Au-delà de cette réalité des choses assez peu engageante, ces années nous ont petit à petit amené à cette autre constation: une réflexion de fond est indispensable quant aux liens entre certaines publications, ceux qui les défendent dans les espaces médiatiques et, in fine, les différents lecteurs/publics. Outre le fait que la circulation numérique du savoir demande très certainement de repenser le métier d'éditeur (et tout particulièrement l'édition de sciences humaines), plusieurs constats doivent être faits : les explorations éditoriales de Kargo n'ont pas réellement été défendues par les médias censés représenter la légitimation de la pensée dans la sphère intellectuelle, alors qu'en revanche ces ouvrages ont reçu un écho très favorable de la part (par exemple) de la presse culturelle ou musicale.
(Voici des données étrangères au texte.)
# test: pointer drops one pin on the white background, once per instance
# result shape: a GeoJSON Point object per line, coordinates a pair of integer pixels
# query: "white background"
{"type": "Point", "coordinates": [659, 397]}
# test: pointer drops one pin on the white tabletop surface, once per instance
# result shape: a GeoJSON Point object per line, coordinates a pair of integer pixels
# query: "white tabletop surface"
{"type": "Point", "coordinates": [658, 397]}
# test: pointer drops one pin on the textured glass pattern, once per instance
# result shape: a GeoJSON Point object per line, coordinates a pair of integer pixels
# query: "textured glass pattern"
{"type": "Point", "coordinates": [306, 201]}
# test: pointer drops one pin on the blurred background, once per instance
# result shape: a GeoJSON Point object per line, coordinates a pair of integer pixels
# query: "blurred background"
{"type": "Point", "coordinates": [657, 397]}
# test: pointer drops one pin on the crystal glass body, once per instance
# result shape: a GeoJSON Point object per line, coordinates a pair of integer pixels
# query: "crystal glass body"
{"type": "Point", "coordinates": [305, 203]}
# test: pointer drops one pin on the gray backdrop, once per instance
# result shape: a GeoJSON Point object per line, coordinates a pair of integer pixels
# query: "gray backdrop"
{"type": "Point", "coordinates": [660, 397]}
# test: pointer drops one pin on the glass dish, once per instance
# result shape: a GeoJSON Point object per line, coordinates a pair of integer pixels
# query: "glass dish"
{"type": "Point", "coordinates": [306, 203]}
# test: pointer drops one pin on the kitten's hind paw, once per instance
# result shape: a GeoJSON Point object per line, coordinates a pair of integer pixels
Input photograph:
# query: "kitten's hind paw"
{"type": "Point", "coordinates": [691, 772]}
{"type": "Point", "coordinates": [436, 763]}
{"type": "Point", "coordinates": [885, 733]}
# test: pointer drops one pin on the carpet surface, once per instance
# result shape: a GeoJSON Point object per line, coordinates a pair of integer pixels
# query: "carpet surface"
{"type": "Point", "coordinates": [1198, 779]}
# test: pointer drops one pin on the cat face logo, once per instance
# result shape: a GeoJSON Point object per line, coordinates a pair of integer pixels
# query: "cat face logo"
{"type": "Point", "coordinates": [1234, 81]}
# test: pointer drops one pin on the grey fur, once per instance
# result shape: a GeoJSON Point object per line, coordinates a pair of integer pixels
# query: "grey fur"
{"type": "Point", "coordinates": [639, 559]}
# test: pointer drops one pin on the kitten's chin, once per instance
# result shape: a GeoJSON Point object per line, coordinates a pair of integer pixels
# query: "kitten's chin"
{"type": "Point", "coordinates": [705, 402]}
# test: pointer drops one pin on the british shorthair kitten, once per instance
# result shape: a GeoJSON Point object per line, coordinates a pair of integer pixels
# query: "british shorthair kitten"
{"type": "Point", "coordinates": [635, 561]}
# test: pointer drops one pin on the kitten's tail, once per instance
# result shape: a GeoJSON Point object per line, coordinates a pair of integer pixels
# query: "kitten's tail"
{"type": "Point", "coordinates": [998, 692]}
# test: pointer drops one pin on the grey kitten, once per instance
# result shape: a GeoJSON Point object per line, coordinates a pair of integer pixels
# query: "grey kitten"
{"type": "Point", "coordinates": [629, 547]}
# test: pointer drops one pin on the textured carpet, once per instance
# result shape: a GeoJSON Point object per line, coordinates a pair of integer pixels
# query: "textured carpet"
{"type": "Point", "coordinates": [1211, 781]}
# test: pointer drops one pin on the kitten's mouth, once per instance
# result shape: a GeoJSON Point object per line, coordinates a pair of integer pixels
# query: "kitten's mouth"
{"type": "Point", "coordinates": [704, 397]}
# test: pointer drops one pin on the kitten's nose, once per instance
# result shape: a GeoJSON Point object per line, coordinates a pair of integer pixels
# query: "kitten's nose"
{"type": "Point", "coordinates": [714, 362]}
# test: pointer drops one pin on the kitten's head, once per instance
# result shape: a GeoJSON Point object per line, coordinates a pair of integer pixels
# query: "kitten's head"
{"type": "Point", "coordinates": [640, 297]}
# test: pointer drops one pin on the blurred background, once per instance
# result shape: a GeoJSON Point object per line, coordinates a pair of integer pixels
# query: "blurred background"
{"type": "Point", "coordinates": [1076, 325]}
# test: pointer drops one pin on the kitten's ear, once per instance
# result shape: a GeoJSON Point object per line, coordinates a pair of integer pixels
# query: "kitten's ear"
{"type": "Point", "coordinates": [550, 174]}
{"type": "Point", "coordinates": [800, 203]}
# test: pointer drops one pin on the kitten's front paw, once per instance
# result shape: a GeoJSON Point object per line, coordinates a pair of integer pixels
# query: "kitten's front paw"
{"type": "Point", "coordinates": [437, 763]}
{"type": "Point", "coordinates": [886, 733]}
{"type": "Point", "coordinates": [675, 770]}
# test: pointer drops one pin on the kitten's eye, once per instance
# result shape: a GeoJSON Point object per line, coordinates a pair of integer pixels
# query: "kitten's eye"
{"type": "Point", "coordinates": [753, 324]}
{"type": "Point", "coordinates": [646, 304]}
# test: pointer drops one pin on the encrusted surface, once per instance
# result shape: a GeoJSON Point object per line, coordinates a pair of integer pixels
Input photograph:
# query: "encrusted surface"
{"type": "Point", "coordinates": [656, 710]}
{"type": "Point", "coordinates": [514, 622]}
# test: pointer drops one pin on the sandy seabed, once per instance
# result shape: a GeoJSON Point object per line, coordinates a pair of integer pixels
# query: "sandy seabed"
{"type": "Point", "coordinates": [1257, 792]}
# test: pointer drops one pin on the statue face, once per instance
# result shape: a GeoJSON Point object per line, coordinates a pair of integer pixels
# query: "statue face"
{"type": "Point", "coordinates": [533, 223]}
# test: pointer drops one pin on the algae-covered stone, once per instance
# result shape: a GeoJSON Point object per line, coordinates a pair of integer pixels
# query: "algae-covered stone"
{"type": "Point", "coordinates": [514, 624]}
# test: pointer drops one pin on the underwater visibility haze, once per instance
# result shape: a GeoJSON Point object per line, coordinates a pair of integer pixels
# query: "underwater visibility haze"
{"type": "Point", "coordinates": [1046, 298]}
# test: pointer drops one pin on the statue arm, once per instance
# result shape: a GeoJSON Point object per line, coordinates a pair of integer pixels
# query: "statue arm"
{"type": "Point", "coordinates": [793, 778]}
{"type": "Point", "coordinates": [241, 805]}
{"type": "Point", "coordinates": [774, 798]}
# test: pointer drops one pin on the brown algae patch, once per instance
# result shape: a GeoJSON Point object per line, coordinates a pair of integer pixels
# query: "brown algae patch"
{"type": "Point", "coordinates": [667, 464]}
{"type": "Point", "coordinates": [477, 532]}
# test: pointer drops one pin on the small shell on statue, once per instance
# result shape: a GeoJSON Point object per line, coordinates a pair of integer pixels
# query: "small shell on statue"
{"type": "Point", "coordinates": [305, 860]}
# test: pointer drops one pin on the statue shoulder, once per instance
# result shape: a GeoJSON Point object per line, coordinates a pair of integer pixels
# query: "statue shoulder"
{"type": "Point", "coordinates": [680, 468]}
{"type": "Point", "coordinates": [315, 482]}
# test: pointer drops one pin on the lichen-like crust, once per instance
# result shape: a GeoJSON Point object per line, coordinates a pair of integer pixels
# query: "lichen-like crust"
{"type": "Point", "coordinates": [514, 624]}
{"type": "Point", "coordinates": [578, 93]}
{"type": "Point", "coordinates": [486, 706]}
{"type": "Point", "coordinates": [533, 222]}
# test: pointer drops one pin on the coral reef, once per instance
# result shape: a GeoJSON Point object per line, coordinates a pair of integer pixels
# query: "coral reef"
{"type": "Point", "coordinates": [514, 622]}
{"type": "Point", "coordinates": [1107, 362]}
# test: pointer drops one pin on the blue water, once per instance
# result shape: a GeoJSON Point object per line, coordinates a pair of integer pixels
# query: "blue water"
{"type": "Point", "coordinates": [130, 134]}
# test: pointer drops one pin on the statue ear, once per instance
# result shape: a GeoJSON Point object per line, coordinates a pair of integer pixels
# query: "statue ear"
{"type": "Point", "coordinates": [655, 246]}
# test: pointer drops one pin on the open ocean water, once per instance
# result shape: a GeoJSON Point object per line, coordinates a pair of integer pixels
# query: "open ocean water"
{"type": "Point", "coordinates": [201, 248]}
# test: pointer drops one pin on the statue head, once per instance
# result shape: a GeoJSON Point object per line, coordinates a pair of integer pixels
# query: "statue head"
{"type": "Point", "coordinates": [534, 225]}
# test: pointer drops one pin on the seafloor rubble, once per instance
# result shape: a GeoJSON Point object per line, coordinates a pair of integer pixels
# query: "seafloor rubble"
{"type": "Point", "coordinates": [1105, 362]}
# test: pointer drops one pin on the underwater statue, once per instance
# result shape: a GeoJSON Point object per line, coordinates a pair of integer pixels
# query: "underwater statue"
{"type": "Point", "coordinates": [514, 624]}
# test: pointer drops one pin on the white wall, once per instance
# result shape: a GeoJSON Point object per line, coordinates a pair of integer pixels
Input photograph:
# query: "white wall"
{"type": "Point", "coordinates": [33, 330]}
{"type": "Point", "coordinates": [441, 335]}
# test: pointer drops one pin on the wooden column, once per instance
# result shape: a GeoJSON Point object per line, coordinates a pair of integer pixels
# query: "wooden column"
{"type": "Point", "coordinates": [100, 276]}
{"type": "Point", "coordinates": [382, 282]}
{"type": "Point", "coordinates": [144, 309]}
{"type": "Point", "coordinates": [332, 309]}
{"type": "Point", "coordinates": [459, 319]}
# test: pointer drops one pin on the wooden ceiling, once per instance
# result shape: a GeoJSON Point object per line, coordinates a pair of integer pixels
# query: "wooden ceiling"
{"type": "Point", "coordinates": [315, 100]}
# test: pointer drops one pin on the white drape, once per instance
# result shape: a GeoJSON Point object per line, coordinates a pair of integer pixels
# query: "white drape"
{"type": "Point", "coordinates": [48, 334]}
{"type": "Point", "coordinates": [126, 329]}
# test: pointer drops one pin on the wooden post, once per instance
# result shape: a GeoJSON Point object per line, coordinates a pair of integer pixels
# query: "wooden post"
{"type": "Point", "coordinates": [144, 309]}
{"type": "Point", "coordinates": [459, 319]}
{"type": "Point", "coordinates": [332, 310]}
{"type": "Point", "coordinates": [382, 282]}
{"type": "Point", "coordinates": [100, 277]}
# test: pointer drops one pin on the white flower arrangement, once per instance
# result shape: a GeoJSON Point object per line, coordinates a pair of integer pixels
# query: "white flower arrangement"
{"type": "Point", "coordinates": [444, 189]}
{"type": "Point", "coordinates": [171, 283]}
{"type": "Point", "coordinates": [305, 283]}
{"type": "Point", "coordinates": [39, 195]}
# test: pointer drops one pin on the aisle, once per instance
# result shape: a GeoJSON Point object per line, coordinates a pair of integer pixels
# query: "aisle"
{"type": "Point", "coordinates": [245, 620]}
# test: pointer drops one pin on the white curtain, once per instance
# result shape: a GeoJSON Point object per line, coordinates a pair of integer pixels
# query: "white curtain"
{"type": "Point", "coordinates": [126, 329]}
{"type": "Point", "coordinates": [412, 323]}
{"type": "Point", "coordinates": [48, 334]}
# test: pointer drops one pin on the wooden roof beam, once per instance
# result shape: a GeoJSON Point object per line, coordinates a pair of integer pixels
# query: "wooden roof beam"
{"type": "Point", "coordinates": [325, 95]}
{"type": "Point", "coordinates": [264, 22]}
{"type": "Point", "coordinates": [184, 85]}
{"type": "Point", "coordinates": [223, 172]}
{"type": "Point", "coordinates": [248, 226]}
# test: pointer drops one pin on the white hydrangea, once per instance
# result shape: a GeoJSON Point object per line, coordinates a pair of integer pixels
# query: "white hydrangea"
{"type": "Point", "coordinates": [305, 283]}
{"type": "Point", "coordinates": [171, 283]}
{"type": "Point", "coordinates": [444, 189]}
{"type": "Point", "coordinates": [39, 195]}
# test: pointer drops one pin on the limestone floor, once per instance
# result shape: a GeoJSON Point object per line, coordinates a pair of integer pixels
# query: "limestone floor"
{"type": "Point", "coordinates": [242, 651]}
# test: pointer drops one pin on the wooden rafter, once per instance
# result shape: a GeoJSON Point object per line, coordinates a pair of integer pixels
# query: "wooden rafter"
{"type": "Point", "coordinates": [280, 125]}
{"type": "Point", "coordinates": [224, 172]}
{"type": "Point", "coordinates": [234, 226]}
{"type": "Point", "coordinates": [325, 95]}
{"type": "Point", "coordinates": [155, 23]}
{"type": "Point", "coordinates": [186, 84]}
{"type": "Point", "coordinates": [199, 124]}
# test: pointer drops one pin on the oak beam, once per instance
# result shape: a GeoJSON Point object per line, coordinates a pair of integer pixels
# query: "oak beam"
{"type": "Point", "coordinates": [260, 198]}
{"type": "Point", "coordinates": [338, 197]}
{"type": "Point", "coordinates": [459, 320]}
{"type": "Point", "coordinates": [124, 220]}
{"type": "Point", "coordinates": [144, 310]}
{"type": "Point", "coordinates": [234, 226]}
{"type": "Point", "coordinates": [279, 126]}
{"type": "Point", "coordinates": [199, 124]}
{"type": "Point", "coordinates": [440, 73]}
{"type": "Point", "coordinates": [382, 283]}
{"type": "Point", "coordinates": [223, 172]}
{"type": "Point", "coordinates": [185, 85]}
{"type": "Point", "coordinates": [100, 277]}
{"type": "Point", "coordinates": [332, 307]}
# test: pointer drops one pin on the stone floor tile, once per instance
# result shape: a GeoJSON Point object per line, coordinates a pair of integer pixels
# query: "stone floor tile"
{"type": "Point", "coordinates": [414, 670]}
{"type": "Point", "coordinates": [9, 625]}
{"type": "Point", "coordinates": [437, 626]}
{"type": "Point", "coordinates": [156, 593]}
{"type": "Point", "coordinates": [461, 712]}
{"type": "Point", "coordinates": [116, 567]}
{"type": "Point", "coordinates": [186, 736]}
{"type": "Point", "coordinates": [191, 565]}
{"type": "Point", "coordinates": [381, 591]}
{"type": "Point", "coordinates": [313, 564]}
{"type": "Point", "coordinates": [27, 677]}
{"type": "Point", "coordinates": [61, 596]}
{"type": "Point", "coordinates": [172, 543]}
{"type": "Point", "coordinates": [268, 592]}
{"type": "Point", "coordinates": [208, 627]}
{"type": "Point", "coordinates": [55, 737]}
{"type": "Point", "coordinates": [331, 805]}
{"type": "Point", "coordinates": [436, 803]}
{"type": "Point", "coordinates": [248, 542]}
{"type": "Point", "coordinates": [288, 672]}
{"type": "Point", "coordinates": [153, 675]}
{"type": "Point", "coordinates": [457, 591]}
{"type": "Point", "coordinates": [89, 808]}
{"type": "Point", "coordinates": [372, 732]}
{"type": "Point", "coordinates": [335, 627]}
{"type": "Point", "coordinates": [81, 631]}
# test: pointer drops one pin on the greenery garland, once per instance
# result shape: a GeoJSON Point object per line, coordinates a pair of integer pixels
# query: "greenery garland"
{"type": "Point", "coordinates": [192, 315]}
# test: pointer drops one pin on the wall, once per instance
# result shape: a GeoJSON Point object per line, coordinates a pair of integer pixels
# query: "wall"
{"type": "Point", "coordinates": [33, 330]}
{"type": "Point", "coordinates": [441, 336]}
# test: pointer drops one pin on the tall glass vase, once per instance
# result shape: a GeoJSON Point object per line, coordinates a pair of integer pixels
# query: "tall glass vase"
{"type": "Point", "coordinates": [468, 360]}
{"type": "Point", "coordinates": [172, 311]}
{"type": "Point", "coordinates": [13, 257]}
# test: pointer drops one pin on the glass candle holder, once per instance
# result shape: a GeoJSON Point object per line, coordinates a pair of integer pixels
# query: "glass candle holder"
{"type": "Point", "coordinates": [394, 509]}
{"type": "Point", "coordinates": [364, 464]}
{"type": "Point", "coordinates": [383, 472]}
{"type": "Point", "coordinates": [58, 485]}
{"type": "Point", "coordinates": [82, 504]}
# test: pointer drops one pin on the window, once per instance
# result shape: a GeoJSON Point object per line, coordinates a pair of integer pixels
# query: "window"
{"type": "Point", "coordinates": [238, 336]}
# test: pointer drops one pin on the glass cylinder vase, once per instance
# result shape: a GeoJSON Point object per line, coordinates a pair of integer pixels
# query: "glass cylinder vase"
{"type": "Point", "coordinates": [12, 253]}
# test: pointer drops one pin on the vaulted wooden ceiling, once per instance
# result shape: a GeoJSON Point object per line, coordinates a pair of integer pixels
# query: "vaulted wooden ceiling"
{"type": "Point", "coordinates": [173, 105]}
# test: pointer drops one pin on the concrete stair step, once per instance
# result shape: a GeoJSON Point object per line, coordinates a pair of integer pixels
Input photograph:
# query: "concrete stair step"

Mais, d'un autre côté, il est évident que de tels ouvrages (compte-tenu de leur coût de traduction, notamment) ne peuvent être vendus à moins de 25-30 euros, ce qui de facto leur fait perdre une large partie de leur lectorat potentiel. Concrètement, cela revient ainsi à publier des ouvrages qui n'auront qu'une faible diffusion dans le milieu dit "intellectuel" (puisque dans ce même milieu l'information de leur existence circule très peu) et qui, ailleurs, échappent à divers autres milieux qui sont pourtant au plus près des thématiques de ces livres. Il y aurait sans doute beaucoup à dire à ce sujet, mais résumons cela en quelques mots : quel sens y a-t-il à éditer des livres sur les marges qui ne s'adressent (éditorialement et en terme de diffusion) qu'au centre ? La pensée reste ainsi dans un "entre-soi", un petit milieu qui, en fait, reste peu curieux. Sans compter que la France, dans sa grandeur, offre très peu de traductions venant de l'étranger, restant ainsi confiné dans des approches franco-françaises qui atteignent vite leurs limites (que l'on songe au fait que les grands discours sur la diversité, par exemple, proviennent d'un milieu (chercheurs, éditeurs) qui est lui d'une très grand uniformité...). Ce n'était évidemment pas l'objectif de Kargo, mais la réalité est là, à l'inverse de ce que nous souhaitions.
Tous les ouvrages des éditions Kargo restent, et resteront, disponibles en librairie. En effet, notre co-éditeur les éditions de l'Eclat continueront à commercialiser ces livres, et à rééditer, au fur et à mesure, les livres épuisés, notamment au format poche.